Entlastung statt Kollaps!

Maßnahmen und ihre Wirkungen in deutschen und europäischen Städten

 

Aktuell umgesetzte Verkehrsberuhigungsmaßnahmen sind heftig umstritten. Oft wird argumentiert, dass der Verkehr durch die Maßnahmen nicht abnimmt, sondern das benachbarte Straßennetz nur zusätzlich belastet. Das Deutsche Institut für Urbanistik (Difu) hat daher empirisch belegte Befunde aus zahlreichen nationalen und internationalen Projekten ausgewertet und seine Analyse nun veröffentlicht.

Die Difu-Analyse zeigt, dass die durch Verkehrsberuhigung befürchteten Auswirkungen in der Regel nicht eintreten, ganz im Gegenteil: Wer Straßen für den Pkw-Verkehr (aus)baut, erntet Verkehr, wer Straßen in verkehrsberuhigte Zonen umbaut, erntet Lebensqualität und zugleich Mobilität. Fast alle Erhebungen bestätigen das Phänomen der „traffic evaporation“, das besagt, dass das Verkehrsaufkommen nicht wie Flüssigkeit eins zu eins an anderer Stelle abfließt, sondern sich insgesamt im Anschluss an die Intervention und Straßenumgestaltung verringert.

Die Größenordnung der Verringerung liegt in den analysierten Verkehrsberuhigungsprojekten in der Fläche zwischen 15 und 28 Prozent, bei Innenstädten zwischen 25 und 69 Prozent und im Umfeld einzelner umgestalteter Straßen zwischen 4 und 52 Prozent. Die Zahlen variieren je nach Projekt und Bezugsrahmen. Und obgleich die Messungen durchaus Verlagerungseffekte in angrenzende Straßen zeigen, so sind diese meist moderat, der befürchtete Verkehrskollaps bleibt fast immer aus. Dies liegt daran, dass nachweisbar mehr zu Fuß gegangen oder Fahrrad gefahren wird. Sind weniger Autos unterwegs, so wird der verbleibende Verkehr flüssiger und führt damit zu einem Gewinn für alle Verkehrsträger, wie das Beispiel Sendlinger Straße in München zeigt.
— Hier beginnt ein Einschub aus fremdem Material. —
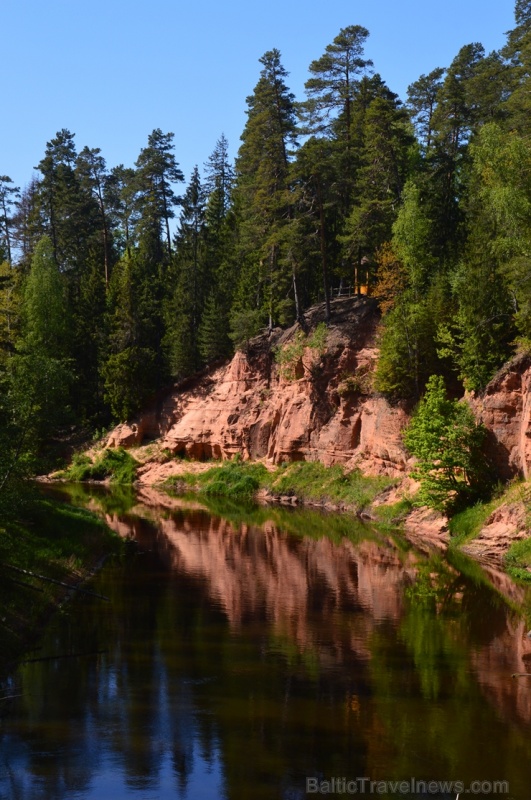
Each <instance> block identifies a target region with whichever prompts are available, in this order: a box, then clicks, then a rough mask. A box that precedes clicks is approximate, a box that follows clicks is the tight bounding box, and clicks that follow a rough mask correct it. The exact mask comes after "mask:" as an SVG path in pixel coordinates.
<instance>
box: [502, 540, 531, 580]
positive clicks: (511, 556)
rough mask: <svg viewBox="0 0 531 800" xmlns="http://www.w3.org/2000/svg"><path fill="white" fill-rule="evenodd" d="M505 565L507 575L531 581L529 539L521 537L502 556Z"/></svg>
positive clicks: (530, 544)
mask: <svg viewBox="0 0 531 800" xmlns="http://www.w3.org/2000/svg"><path fill="white" fill-rule="evenodd" d="M504 563H505V567H506V569H507V572H508V573H509V575H511V576H512V577H513V578H518V579H519V580H522V581H527V582H529V581H531V572H530V571H529V569H528V568H531V539H521V540H520V541H519V542H515V543H514V544H513V545H511V547H510V548H509V550H508V551H507V553H506V554H505V558H504Z"/></svg>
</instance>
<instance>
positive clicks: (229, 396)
mask: <svg viewBox="0 0 531 800" xmlns="http://www.w3.org/2000/svg"><path fill="white" fill-rule="evenodd" d="M332 310H333V316H332V322H331V325H330V327H329V329H328V334H327V339H326V347H325V348H324V350H323V352H322V353H317V352H316V351H315V350H312V349H311V348H309V347H307V348H306V349H305V350H304V352H303V353H302V355H301V356H300V358H298V360H297V363H295V364H293V365H292V367H293V368H292V370H291V372H292V375H291V376H289V378H288V377H286V375H283V374H282V370H281V369H280V368H279V366H278V364H277V363H276V361H275V358H274V352H275V349H279V348H280V349H281V348H283V347H285V346H286V345H289V344H290V343H292V342H293V341H294V339H295V337H296V336H297V332H298V331H300V326H299V325H295V326H293V327H292V328H290V329H289V330H286V331H282V330H280V329H277V330H276V331H274V332H273V333H272V335H271V337H268V336H266V335H262V336H258V337H256V338H255V339H254V340H252V341H251V343H250V344H249V347H248V348H247V350H246V351H240V352H237V353H236V355H235V356H234V358H233V359H232V361H230V363H227V364H224V365H222V366H219V367H217V368H215V369H212V370H210V371H208V372H205V373H204V374H203V375H201V376H198V377H195V378H193V379H190V380H189V381H188V382H187V383H186V384H184V385H180V386H178V387H176V388H175V389H174V390H173V391H171V392H169V393H168V394H167V395H166V396H165V397H163V398H162V399H161V400H160V401H159V403H158V405H157V406H155V405H154V406H153V407H152V408H151V410H149V411H148V412H147V413H146V414H144V415H143V416H142V417H141V418H140V419H139V420H137V422H136V423H134V424H133V425H122V426H119V427H118V428H117V429H115V431H113V433H112V434H111V435H110V437H109V441H108V445H109V446H118V445H125V446H132V445H136V444H140V442H141V441H142V439H143V438H144V437H149V438H155V437H157V438H159V439H160V440H161V448H167V449H168V450H169V451H171V452H172V453H174V454H178V453H182V454H185V455H187V456H188V457H190V458H192V459H196V460H206V459H208V458H219V459H224V458H230V457H231V456H232V455H233V454H235V453H239V454H241V455H242V456H243V458H244V459H264V460H265V461H266V462H267V461H269V462H270V463H271V464H278V463H281V462H283V461H301V460H308V461H316V460H319V461H321V462H323V463H324V464H326V465H332V464H337V463H340V464H344V465H345V467H347V469H352V468H354V467H358V468H360V469H361V470H362V471H363V472H365V473H367V474H386V475H391V476H400V475H406V474H407V465H408V456H407V454H406V452H405V450H404V447H403V444H402V436H401V434H402V429H403V427H404V425H405V424H406V423H407V421H408V414H407V413H406V410H405V409H404V407H403V406H396V405H395V406H392V405H390V404H389V403H388V402H387V401H386V400H385V398H383V397H381V396H378V395H375V394H371V393H370V375H371V372H372V370H373V369H374V366H375V361H376V357H377V349H376V347H375V334H376V329H377V326H378V323H379V313H378V310H377V305H376V303H375V302H374V300H372V299H370V298H344V299H338V300H336V301H334V302H333V304H332ZM323 315H324V310H323V308H322V307H315V308H313V309H310V310H309V311H308V312H307V314H306V315H305V325H304V326H305V328H306V329H307V330H311V329H314V328H315V326H316V325H317V324H318V323H319V322H320V321H322V319H323ZM467 399H468V401H469V402H470V405H471V407H472V408H473V410H474V413H475V414H476V416H477V418H478V420H479V421H481V422H482V423H483V424H484V425H485V427H486V428H487V430H488V442H487V449H488V455H489V457H490V459H491V461H492V463H493V469H495V470H496V473H497V474H498V475H499V476H500V477H501V478H503V479H508V478H510V477H513V476H515V475H518V474H520V475H523V476H524V477H526V478H527V477H528V475H529V473H530V472H531V357H530V356H525V355H522V356H518V357H516V358H514V359H513V360H511V361H510V362H509V363H508V364H506V365H505V367H504V368H503V369H502V370H500V372H499V373H498V374H497V375H496V376H495V377H494V378H493V380H492V381H491V382H490V384H489V385H488V386H487V388H486V389H485V391H484V392H483V393H482V394H481V395H477V396H471V397H468V398H467ZM174 472H178V466H177V465H176V462H172V463H170V464H165V465H162V466H161V465H156V467H155V468H154V467H153V465H150V464H146V465H144V466H143V467H141V468H140V470H139V478H140V481H141V482H144V483H153V482H156V481H158V480H163V479H164V478H166V477H168V476H169V475H170V474H173V473H174ZM418 517H419V512H416V516H415V517H413V518H412V519H411V520H410V521H409V522H410V524H409V528H410V529H411V528H414V529H415V530H416V531H418V532H420V534H421V535H422V536H429V534H430V532H432V533H433V531H432V530H431V529H432V528H433V529H434V530H435V529H436V530H435V534H436V536H437V537H438V539H440V540H441V543H442V544H445V542H446V541H447V538H448V537H447V531H446V529H445V527H444V521H443V520H442V518H440V517H438V518H437V519H434V520H431V519H430V520H428V522H426V520H423V519H419V518H418ZM525 536H527V516H526V511H525V508H524V503H523V502H521V501H518V499H517V501H516V502H511V504H506V505H504V506H502V507H501V508H499V509H497V510H496V511H495V512H494V513H493V514H492V516H491V517H490V518H489V519H488V520H487V521H486V524H485V527H484V529H483V531H482V532H481V534H480V536H479V537H478V538H477V539H476V540H474V541H473V542H471V543H469V544H468V545H467V547H466V549H467V552H469V553H470V554H471V555H474V556H476V557H485V558H498V557H500V556H502V555H503V553H504V552H505V551H506V550H507V549H508V548H509V547H510V545H511V543H512V542H513V541H514V540H515V539H520V538H523V537H525Z"/></svg>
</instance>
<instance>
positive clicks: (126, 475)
mask: <svg viewBox="0 0 531 800" xmlns="http://www.w3.org/2000/svg"><path fill="white" fill-rule="evenodd" d="M137 467H138V462H137V461H135V459H134V458H133V456H132V455H130V454H129V453H128V452H127V451H126V450H124V449H123V448H121V447H120V448H118V449H116V450H111V449H108V450H104V451H103V452H102V453H101V454H100V455H99V456H98V457H97V458H96V460H95V461H92V460H91V459H90V458H89V456H87V455H86V454H84V453H78V454H76V455H75V456H74V458H73V461H72V464H71V465H70V467H69V468H68V469H67V470H65V471H64V472H63V473H62V475H61V477H62V478H65V479H66V480H68V481H73V482H75V483H77V482H80V481H104V480H107V479H109V480H110V481H111V483H122V484H127V483H133V481H134V480H135V477H136V468H137Z"/></svg>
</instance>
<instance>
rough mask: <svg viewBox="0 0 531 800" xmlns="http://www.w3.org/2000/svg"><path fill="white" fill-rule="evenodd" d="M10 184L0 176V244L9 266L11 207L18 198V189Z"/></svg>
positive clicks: (12, 258) (11, 257) (10, 178)
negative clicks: (0, 242)
mask: <svg viewBox="0 0 531 800" xmlns="http://www.w3.org/2000/svg"><path fill="white" fill-rule="evenodd" d="M12 184H13V181H12V180H11V178H10V177H8V176H7V175H1V176H0V230H1V234H0V242H2V243H3V246H4V248H5V252H6V258H7V260H8V263H9V264H12V263H13V253H12V249H13V231H12V223H13V219H12V217H13V207H14V205H15V203H16V201H17V200H18V198H19V197H20V189H19V188H18V186H13V185H12Z"/></svg>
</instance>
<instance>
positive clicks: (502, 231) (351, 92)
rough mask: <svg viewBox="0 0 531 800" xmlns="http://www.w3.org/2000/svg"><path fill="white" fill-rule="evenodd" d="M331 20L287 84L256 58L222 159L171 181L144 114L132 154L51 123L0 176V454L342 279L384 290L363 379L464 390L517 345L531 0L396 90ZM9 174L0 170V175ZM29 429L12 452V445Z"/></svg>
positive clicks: (275, 321)
mask: <svg viewBox="0 0 531 800" xmlns="http://www.w3.org/2000/svg"><path fill="white" fill-rule="evenodd" d="M368 37H369V31H367V30H366V29H365V28H363V27H362V26H360V25H351V26H349V27H346V28H343V29H342V30H341V31H339V33H338V35H337V36H336V38H335V39H334V40H333V42H331V43H330V44H329V45H328V46H327V47H326V48H325V50H324V52H323V53H322V54H318V53H317V54H316V58H315V60H314V61H312V62H311V64H310V65H309V70H308V73H309V75H308V80H307V82H306V87H305V97H302V98H296V97H295V96H294V94H293V93H292V92H291V91H290V88H289V75H288V73H287V72H286V70H285V69H284V67H283V65H282V57H281V54H280V52H279V51H278V50H276V49H272V50H270V51H268V52H266V53H265V54H264V55H263V56H262V57H261V58H260V59H259V69H258V70H257V72H258V77H257V83H256V86H255V88H254V91H253V92H252V94H251V95H250V96H249V97H248V98H247V100H246V103H247V121H246V124H245V127H244V130H243V132H242V134H241V143H240V147H239V150H238V153H237V157H236V159H235V162H234V163H232V162H231V160H230V158H229V148H228V142H227V140H226V139H225V137H224V136H223V135H221V136H220V137H219V139H218V140H217V142H216V143H215V145H214V147H213V151H212V153H211V155H210V156H209V157H208V160H207V162H206V164H205V165H204V168H203V169H202V170H200V169H199V168H198V167H196V168H195V169H194V171H193V173H192V175H191V176H190V178H189V180H188V183H187V185H185V181H184V176H183V174H182V171H181V169H180V167H179V162H178V153H176V152H175V147H174V135H173V133H171V132H163V131H162V130H161V129H160V128H155V129H154V130H153V131H152V133H151V134H149V136H148V138H147V142H146V145H145V147H143V148H142V149H141V150H140V153H139V155H138V158H137V161H136V163H135V165H134V167H125V166H124V165H123V164H119V165H116V166H111V167H109V166H108V165H107V163H106V161H105V158H104V156H103V155H102V153H101V151H100V149H99V148H98V147H89V146H83V147H81V148H78V146H77V144H76V142H75V136H74V134H73V133H72V132H70V131H69V130H66V129H62V130H59V131H58V132H57V134H56V135H55V137H54V138H52V139H51V140H50V141H49V142H47V143H46V146H45V149H44V154H43V157H42V160H41V161H40V162H39V164H38V165H37V173H38V174H37V176H36V177H35V178H34V179H32V181H31V182H30V183H29V184H28V185H27V186H26V187H25V188H23V189H20V188H19V187H16V186H14V184H13V181H12V180H11V179H10V178H9V176H7V175H3V176H0V382H1V395H0V397H1V401H0V402H1V406H0V415H1V416H2V422H3V424H2V426H1V429H2V431H3V434H2V436H3V437H4V438H6V444H5V447H4V455H3V456H2V458H3V460H5V461H6V464H11V463H12V461H13V459H15V460H16V459H17V458H18V457H19V454H20V453H21V452H22V451H24V450H25V448H27V443H28V442H29V441H30V440H31V441H32V442H34V443H36V444H35V447H36V449H37V450H39V448H40V447H41V446H42V444H43V443H44V442H45V441H46V440H47V439H49V438H50V437H53V436H55V435H58V434H59V433H60V432H61V431H64V430H65V429H67V428H72V427H74V428H75V427H76V426H78V427H80V426H87V425H88V426H91V427H93V428H94V427H95V426H97V425H101V424H108V423H109V422H110V421H111V420H125V419H128V418H131V417H132V416H133V415H134V414H135V413H136V412H137V411H138V410H139V409H140V408H141V407H142V405H143V404H144V403H145V402H146V400H147V399H148V398H149V397H150V396H152V395H153V394H154V393H155V392H156V391H157V390H159V389H160V388H162V387H163V386H165V385H168V384H169V383H170V382H171V381H173V380H179V379H182V378H184V377H186V376H188V375H190V374H192V373H194V372H196V371H197V370H198V369H200V368H202V367H204V366H205V365H209V364H211V363H214V362H216V361H218V360H220V359H223V358H226V357H228V356H229V355H230V354H231V352H232V351H233V348H234V346H238V345H239V344H240V343H241V342H243V341H245V340H247V339H248V338H249V337H251V336H252V335H254V334H255V333H256V332H258V331H259V330H260V329H263V328H268V329H269V330H271V329H272V328H273V327H275V326H279V325H280V326H286V325H289V324H292V323H293V322H294V321H295V320H297V319H301V318H302V314H303V313H304V311H305V310H306V309H307V308H308V307H310V306H311V305H313V304H315V303H318V302H322V303H324V304H325V309H326V318H327V320H329V319H330V316H331V304H330V301H331V298H332V297H333V296H335V295H337V294H338V293H341V292H344V291H346V290H347V289H348V290H349V291H350V292H354V293H356V292H360V291H363V292H368V293H369V294H372V295H373V296H374V297H376V298H377V299H378V300H379V301H380V308H381V312H382V326H381V336H380V347H381V357H380V362H379V366H378V370H377V375H376V383H375V387H376V388H377V390H378V391H380V392H383V393H384V394H386V395H388V396H390V397H394V398H407V399H409V400H410V401H412V402H415V401H417V400H418V399H419V398H420V397H421V396H422V394H423V392H424V390H425V387H426V384H427V382H428V380H429V379H430V377H431V376H432V375H441V376H444V378H445V380H446V382H447V385H451V386H453V387H458V388H459V387H460V388H461V389H463V388H466V389H469V390H474V391H478V390H481V389H482V388H483V387H484V386H485V385H486V383H487V382H488V380H489V379H490V377H491V376H492V375H493V374H494V372H495V371H496V370H497V369H498V368H499V367H500V366H501V364H502V363H503V362H504V361H505V360H506V359H507V357H508V356H510V355H511V353H512V352H513V351H514V348H515V347H520V348H522V347H524V348H526V347H529V346H530V344H529V343H530V342H531V314H530V311H531V224H530V223H531V137H530V130H529V127H530V125H531V123H530V122H529V120H530V115H529V111H530V108H529V104H530V102H531V101H530V99H529V98H530V97H531V94H530V84H531V75H530V68H531V60H530V59H531V7H530V4H529V2H528V1H527V0H517V2H516V7H515V25H514V28H513V29H512V30H511V31H510V32H509V33H508V34H507V40H506V44H505V46H504V47H503V48H502V49H501V50H500V51H499V52H492V53H486V52H485V51H484V48H483V47H482V45H481V44H479V43H477V42H472V43H469V44H464V45H463V47H462V48H461V49H460V50H459V52H458V53H457V54H456V56H455V58H454V59H453V61H452V62H451V63H450V64H449V65H446V66H439V67H436V68H434V69H433V70H432V71H431V72H430V73H429V74H427V75H421V76H420V77H419V78H418V80H417V81H415V82H414V83H413V84H412V85H411V86H410V87H409V89H408V91H407V97H406V98H404V99H400V98H399V97H398V96H397V95H396V94H395V93H394V92H393V91H392V90H391V88H389V87H388V86H387V85H386V83H385V82H384V81H383V80H382V78H381V76H380V75H379V74H378V72H377V71H376V70H377V65H373V64H372V62H371V61H370V60H368V59H367V58H366V57H365V54H364V47H365V43H366V41H367V38H368ZM5 168H7V167H6V166H4V169H5ZM23 443H25V444H23Z"/></svg>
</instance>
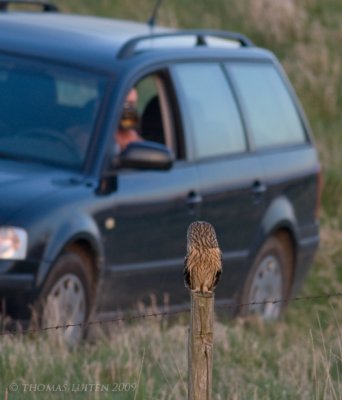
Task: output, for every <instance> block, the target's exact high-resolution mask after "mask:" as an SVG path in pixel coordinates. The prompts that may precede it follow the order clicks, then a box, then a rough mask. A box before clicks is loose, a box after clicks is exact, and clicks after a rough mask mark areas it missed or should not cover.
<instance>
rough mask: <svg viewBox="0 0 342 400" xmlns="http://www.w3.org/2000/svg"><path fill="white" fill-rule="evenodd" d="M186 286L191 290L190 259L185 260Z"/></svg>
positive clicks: (184, 273) (186, 259)
mask: <svg viewBox="0 0 342 400" xmlns="http://www.w3.org/2000/svg"><path fill="white" fill-rule="evenodd" d="M183 273H184V284H185V287H188V288H190V273H189V269H188V257H185V258H184V270H183Z"/></svg>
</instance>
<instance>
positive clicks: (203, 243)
mask: <svg viewBox="0 0 342 400" xmlns="http://www.w3.org/2000/svg"><path fill="white" fill-rule="evenodd" d="M187 239H188V242H187V255H186V258H185V265H184V276H185V283H186V286H188V288H189V289H190V296H191V309H190V311H191V315H190V329H189V339H188V400H211V392H212V369H213V336H214V335H213V328H214V297H215V296H214V289H215V287H216V285H217V282H218V280H219V277H220V274H221V272H222V254H221V251H220V249H219V245H218V242H217V238H216V233H215V230H214V228H213V226H212V225H211V224H209V223H208V222H205V221H197V222H193V223H192V224H190V226H189V228H188V233H187Z"/></svg>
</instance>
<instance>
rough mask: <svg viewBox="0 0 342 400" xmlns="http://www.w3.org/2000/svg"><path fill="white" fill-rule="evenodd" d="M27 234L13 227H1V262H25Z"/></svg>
mask: <svg viewBox="0 0 342 400" xmlns="http://www.w3.org/2000/svg"><path fill="white" fill-rule="evenodd" d="M26 253H27V232H26V231H25V230H24V229H22V228H16V227H13V226H7V227H0V260H24V259H25V258H26Z"/></svg>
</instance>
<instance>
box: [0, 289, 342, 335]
mask: <svg viewBox="0 0 342 400" xmlns="http://www.w3.org/2000/svg"><path fill="white" fill-rule="evenodd" d="M333 297H342V292H336V293H324V294H319V295H311V296H301V297H300V296H297V297H290V298H286V299H275V300H263V301H251V302H247V303H232V304H219V305H216V306H215V308H216V309H227V310H228V309H235V310H236V309H240V308H243V307H249V306H263V305H267V304H285V305H286V304H287V303H290V302H295V301H316V300H327V299H329V298H333ZM189 312H190V309H182V310H174V311H159V312H153V313H147V314H138V315H131V316H123V317H117V318H110V319H109V318H108V319H99V320H91V321H86V322H80V323H76V324H64V325H56V326H47V327H38V328H28V329H7V330H4V331H2V332H0V336H11V335H13V336H14V335H26V334H36V333H43V332H47V331H53V330H59V329H67V328H71V327H79V328H84V329H87V328H89V327H90V326H93V325H105V324H115V323H118V322H128V321H134V320H140V319H147V318H152V317H154V318H156V317H160V318H165V317H168V316H171V315H177V314H186V313H189Z"/></svg>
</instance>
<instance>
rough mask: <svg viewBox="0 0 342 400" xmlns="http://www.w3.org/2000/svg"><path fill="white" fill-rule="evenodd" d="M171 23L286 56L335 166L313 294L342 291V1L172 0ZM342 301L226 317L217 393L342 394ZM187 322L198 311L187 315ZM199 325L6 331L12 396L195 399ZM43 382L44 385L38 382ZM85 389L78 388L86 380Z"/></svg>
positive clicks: (326, 152)
mask: <svg viewBox="0 0 342 400" xmlns="http://www.w3.org/2000/svg"><path fill="white" fill-rule="evenodd" d="M58 3H59V4H60V5H61V7H62V9H64V10H65V11H67V12H81V13H84V14H98V15H101V16H108V17H117V18H126V19H134V20H137V21H146V20H147V18H148V17H149V15H150V13H151V10H152V8H153V5H154V1H152V0H135V1H134V2H133V1H131V0H129V1H121V2H119V1H115V0H98V1H96V2H95V1H93V0H79V1H77V2H71V1H67V0H60V1H59V2H58ZM159 14H160V15H159V23H160V24H163V25H166V26H173V27H185V28H187V27H189V28H190V27H206V28H219V29H230V30H237V31H241V32H243V33H245V34H247V35H249V36H250V37H251V38H252V39H253V41H254V42H255V43H256V44H257V45H259V46H265V47H268V48H270V49H271V50H273V51H274V52H275V53H276V55H277V56H278V57H279V58H280V60H281V62H282V64H283V65H284V67H285V69H286V71H287V72H288V74H289V76H290V79H291V81H292V83H293V84H294V86H295V89H296V91H297V93H298V95H299V97H300V99H301V101H302V103H303V105H304V108H305V110H306V112H307V114H308V116H309V119H310V121H311V124H312V127H313V132H314V135H315V138H316V142H317V146H318V149H319V153H320V156H321V160H322V164H323V169H324V173H325V188H324V195H323V210H322V218H321V219H322V231H321V232H322V244H321V249H320V251H319V254H318V256H317V258H316V262H315V265H314V268H313V269H312V271H311V273H310V275H309V277H308V279H307V281H306V283H305V286H304V288H303V291H302V295H306V294H311V293H314V294H319V293H323V292H329V291H342V246H341V244H342V202H341V199H342V177H341V171H342V157H341V147H342V117H341V111H340V110H341V109H342V76H341V75H342V71H341V68H342V52H341V51H340V43H341V41H342V17H341V15H342V2H341V1H340V0H325V1H324V2H323V1H322V0H300V1H299V0H231V1H227V0H216V1H212V2H208V1H205V0H187V2H186V5H185V2H184V1H181V0H168V1H166V0H165V1H164V2H163V4H162V7H161V9H160V13H159ZM341 311H342V304H341V300H340V298H338V297H334V298H331V299H330V300H329V301H328V300H325V301H323V300H321V301H315V302H309V301H308V302H304V301H302V302H296V303H291V304H289V306H288V310H287V312H286V314H285V317H284V319H283V320H282V321H280V322H279V323H277V324H273V325H267V324H263V323H262V322H261V321H258V320H247V321H242V320H234V321H231V320H228V319H227V320H220V321H218V322H217V323H216V325H215V337H214V343H215V345H214V380H213V387H214V397H213V398H214V399H215V400H221V399H340V398H342V387H341V369H342V338H341V332H342V330H341V317H340V315H341ZM185 320H186V318H185ZM186 343H187V325H186V324H185V323H184V321H182V320H179V321H177V323H175V322H173V323H172V324H168V323H166V322H165V321H164V320H155V321H149V320H145V321H140V322H139V323H136V324H134V325H131V324H121V325H119V326H118V325H116V326H112V327H111V328H110V334H109V335H107V334H103V333H101V332H100V333H99V335H98V340H97V341H96V343H94V344H89V343H88V344H84V345H82V346H81V347H80V348H78V349H76V351H69V350H68V349H66V348H64V347H62V346H61V345H57V344H56V343H54V342H53V341H52V342H51V341H48V340H46V337H44V336H32V337H26V336H22V337H15V338H12V337H2V338H0V354H1V356H0V398H3V397H4V393H5V387H6V386H7V385H9V384H10V383H11V382H15V383H17V384H18V385H19V391H18V392H10V393H9V394H8V398H9V399H11V400H12V399H13V400H14V399H56V398H63V399H69V398H70V399H82V400H84V399H88V398H89V399H101V400H102V399H113V398H114V399H158V400H163V399H170V400H171V399H177V400H178V399H183V398H186V385H187V382H186V377H187V365H186ZM115 382H118V383H120V382H122V383H136V385H137V390H136V391H128V392H124V391H123V392H110V393H109V392H104V391H102V392H94V391H93V392H89V391H88V392H85V391H83V392H70V391H69V392H65V393H56V392H47V391H44V392H43V393H42V392H38V391H30V392H23V384H27V383H32V384H43V385H44V384H46V385H47V384H56V385H58V384H63V383H66V384H67V385H68V388H69V389H70V387H71V386H72V385H73V384H76V385H77V384H87V383H89V384H95V383H99V384H104V385H106V384H111V385H112V386H111V388H112V389H113V388H114V387H113V384H114V383H115ZM33 388H34V387H33ZM76 388H77V387H76Z"/></svg>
Im Rahmen eines von Juni 2016 bis Juni 2017 durchgeführten Verkehrsversuchs wandelte die bayerische Landeshauptstadt die zentral in der Altstadt gelegene Sendlinger Straße abschnittsweise in eine Fußgängerzone um. Poller und Sitzmöbel wurden installiert, Grünflächen angelegt, 81 Parkstände sowie ein Fahrstreifen zurück-, der Fußweg barrierefrei ausgebaut. Die Auswertung der Maßnahmen erfolgte mittels Verkehrszählungen im ruhenden und fließenden Verkehr sowie Befragungen und Raumbeobachtungen vor und während des Verkehrsversuchs.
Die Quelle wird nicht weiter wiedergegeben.